By Randi Hoffman
Photojournalist and art critic Gary Azon died in his sleep of a heart attack and complications of diabetes at his home in Brooklyn on Feb. 14 at the age of 57.
Azon’s photographs of the Downtown art gallery and nightclub scene of the 1980s were published in The New York Times, New York magazine, The Village Voice, GQ, The London Times and elsewhere. He was the arts editor and columnist for Downtown magazine for 10 years beginning in the mid-’80s, and he was an organizer of art, poetry and political events.
Azon was born to a Spanish father and Dominican mother in Queens.
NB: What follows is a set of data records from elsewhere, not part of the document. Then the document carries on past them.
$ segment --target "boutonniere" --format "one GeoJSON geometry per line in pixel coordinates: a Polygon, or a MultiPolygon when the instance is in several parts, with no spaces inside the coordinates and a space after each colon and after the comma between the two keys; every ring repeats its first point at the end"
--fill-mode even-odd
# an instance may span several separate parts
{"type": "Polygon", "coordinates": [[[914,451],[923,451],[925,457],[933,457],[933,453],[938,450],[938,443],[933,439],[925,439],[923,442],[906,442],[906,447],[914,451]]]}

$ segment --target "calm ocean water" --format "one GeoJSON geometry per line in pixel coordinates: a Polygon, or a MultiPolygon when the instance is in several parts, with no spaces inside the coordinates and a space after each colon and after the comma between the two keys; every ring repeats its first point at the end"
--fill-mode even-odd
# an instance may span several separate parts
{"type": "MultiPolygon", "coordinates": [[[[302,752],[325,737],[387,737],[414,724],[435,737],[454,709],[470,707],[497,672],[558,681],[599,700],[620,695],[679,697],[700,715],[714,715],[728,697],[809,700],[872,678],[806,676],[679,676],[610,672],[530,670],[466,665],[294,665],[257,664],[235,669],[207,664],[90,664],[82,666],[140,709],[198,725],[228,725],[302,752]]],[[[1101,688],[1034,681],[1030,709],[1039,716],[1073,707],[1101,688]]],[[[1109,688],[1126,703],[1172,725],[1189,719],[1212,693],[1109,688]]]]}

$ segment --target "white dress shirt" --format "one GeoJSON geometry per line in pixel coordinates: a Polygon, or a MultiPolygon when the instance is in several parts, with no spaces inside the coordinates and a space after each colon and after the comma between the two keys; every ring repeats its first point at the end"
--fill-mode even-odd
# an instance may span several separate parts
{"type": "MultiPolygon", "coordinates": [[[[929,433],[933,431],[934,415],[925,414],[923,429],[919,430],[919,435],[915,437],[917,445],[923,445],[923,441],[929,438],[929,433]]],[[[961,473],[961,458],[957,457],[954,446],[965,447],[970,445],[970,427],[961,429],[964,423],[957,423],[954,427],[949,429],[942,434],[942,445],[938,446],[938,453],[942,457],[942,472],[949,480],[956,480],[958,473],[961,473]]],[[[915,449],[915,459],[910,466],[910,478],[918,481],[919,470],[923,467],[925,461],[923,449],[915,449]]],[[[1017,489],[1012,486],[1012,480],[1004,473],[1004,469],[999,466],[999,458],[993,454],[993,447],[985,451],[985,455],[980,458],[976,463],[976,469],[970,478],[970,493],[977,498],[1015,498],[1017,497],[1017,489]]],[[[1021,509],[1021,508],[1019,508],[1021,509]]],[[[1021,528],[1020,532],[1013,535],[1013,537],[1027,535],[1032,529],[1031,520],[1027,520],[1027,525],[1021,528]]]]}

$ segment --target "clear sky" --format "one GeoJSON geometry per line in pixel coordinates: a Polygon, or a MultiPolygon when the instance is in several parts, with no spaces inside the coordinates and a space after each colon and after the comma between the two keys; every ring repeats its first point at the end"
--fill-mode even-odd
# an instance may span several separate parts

He studied political science at Queens College. At the age of 18 he married. The marriage produced a son and lasted seven years.
For five years in the ’70s, Azon worked in The New York Times research department. And in the early ’80s, Azon was a rock music photographer for Tiger Beat, where he published photographs of Sting, Janet Jackson, Diana Ross and Cyndi Lauper.
A quiet, unassuming person, Azon was a presence in the heady, decadent ’80s art gallery scene. As art editor of Downtown magazine, he assigned articles on and covered artists such as Mark Kostabi, Ron English, Stefan Eins (at his Fashion Moda graffiti art gallery in the Bronx), Robert Petrick, Jim C., Maggie Ens, Lynn Seeney and many others.
“I was writing for the East Village Eye, and then moved on to Downtown when the Eye folded,” said Lehman Weichselbaum, one of Azon’s art reviewers and a longtime friend. “Keeping it gritty and real was always the best hallmark of East Village-Lower East Side art, and Gary had an infallible nose for putting his writers where it was grittiest and realest.”
In 1982, Azon met Dorothy Freidman August, a noted poet, teacher and literary event organizer. After a year, they moved in together and were a couple for 25 years.
“A lot of the time, we were side by side, in the same place together. When he was arts editor for Downtown, I was poetry editor for Downtown,” said Friedman August.
Friedman August said Azon obtained grants and publicized poetry series she organized for ABC No Rio, The Living Theater and Poetry on the Bay in Sag Harbor. Together they produced a performance event on Allen Ginsberg in 1992.
At the time of his death, Azon was a staff photographer for Night, a magazine covering the club and party scene. As well as being drawn to the glamorous world of socialites, Azon had a political conscience. He worked against censorship and advocated for the homeless.
“Gary was one of the eminent photographers of that era, but Gary was not an elitist,” said photographer and gallery owner Clayton Patterson. “He covered all the local shows. He gave everyone a chance. He would write up the homeless artists who ran the Chocolate Milk Gallery.”
In 1990 Azon worked with Creative Time to protest the withdrawal of National Endowment for the Arts grants from controversial artists such as Karen Finley and Holly Hughes, for their alleged use of obscene content. At a performance event called “Fighting Words,” Azon got up on stage, performed with props pulled from a Canal Jeans shopping bag, and then said, “What is obscene is attacking art and freedom of expression when in Eastern Europe the walls are coming down.”
Azon’s photojournalism included the Tompkins Square Park riots in 1988 and the aftermath of the World Trade Center attack in 2001. He gathered 41 poets to read on the steps of City Hall after the police shooting of Amadou Diallo in 1999.
Friedman August said Azon had not been in touch with his family for 35 years: “The arts people are his family,” she said.
Azon’s memorial service at the Ortiz Funeral Home on First Ave. on Feb. 27 was a fitting tribute to his creative spirit and sense of community. About 50 people crowded into the small room. Living Theater founder Judith Malina opened the proceedings and spoke eloquently of Azon’s support of his fellow artists. Performance artist and singer Phoebe Legere sang a Native American chant that was the spiritual center of the program. Michael Carter and Taylor Meade read sweet, moving poems.
“Gary lived in the interstices among us and brought us together,” said Living Theater co-director Hanon Reznikov. “He was wonderfully sensitive to the potential of art and poetry to radically affect consciousness.”